Thursday, April 28, 2011

categories

So tonight I went to a small, rural Nebraska town to speak to a group of Anglo, Lutheran women. I ate lots of delicious Anglo, Lutheran women salads, main ingredients for the salads being mayo and pasta. The women at my table discussed how Obama released his birth certificate today, and it was clear that they were skeptical and didn't like him one bit. I did my best to point out the facts and may have been mildly successful, but I know there wouldn't be any significant changing the minds.

One woman had the most hideous hair, straight out of the 80s; bad perm, big bangs and all. She kept talking about her teenage son, Jose. Apparently, he just had a birthday that he invited half the town to, and he really likes deviled eggs. She made 2 dozen for his party.

They were very friendly and maybe a little awkward, because almost no one asked me any questions about myself or my job. I felt like a foreigner. While sitting there, I thought to myself, "I'd probably be more at home in a refugee camp than I am here." Though I used the same tactics there as I use in cross-cultural settings, mainly keeping a close eye on how every one else behaves so I know I should also behave; patiently waiting until someone does what I would like to do, so I can do it like they do, as not to stick out or offend.
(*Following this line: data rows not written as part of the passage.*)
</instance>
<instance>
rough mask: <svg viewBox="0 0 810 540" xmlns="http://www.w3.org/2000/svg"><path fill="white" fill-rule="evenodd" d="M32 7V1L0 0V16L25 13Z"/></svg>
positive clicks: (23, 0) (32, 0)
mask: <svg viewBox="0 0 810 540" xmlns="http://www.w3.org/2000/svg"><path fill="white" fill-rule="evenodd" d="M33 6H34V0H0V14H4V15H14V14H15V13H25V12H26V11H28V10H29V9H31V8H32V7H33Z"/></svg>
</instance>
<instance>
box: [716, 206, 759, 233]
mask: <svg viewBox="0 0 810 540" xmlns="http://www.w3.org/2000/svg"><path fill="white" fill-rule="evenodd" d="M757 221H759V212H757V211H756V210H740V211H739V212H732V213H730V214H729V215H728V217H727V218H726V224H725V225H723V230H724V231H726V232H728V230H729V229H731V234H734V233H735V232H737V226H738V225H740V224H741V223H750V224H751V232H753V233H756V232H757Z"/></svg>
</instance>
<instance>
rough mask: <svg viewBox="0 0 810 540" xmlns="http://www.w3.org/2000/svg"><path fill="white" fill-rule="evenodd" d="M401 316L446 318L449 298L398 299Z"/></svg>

They were VERY attentive during my presentation, though, and their initial feedback indicated they found it very interesting and learned a lot, which I always like to hear.

Either way, I got to thinking about stereotypes. I wonder if they were looking at me and thinking, "Oh, it's one of those city types. I bet she goes to the gym and listens to NPR and indie bands with funny names and buys those funny light bulbs for her house." And they would be pretty much spot on in their assessment, except I don't always buy those funny lightbulbs because they have mercury in them and I don't know how to properly dispose of them.

It's easy for us to think we're special and unique and get stuck in our little rut with our narrow perspective that what we think is correct. It's easy for us to think we can answer the questions of the world, because we can probably best answer the big questions of our own little narrow world. I felt that when I stepped into their little world and stepped out of mine. I forgot how easy it can be to stereotyped myself. I forgot how easily I can fall into a category. Yes, to some extent I am special and unique, and to some extent, I'm not. To some extent, I fall into a particular category where the TV stations and Facebook know how to target advertising to me and I buy what they expect me to (Arcade Fire tickets, pants from New York & Company, Taco Bell's $5 meals, membership to Snap Fitness) (except I typically watch shows out of my demographic...Law & Order is totally targeted to people who need Lipitor, Viagra, and Depends, Family Guy is targeted to people who play violent video games, use Old Spice, and eat fast food). Anyway, I think it's good to remember sometimes that we do fall into a category and that it's okay. It's also important to remember that we are more than the category we fall into.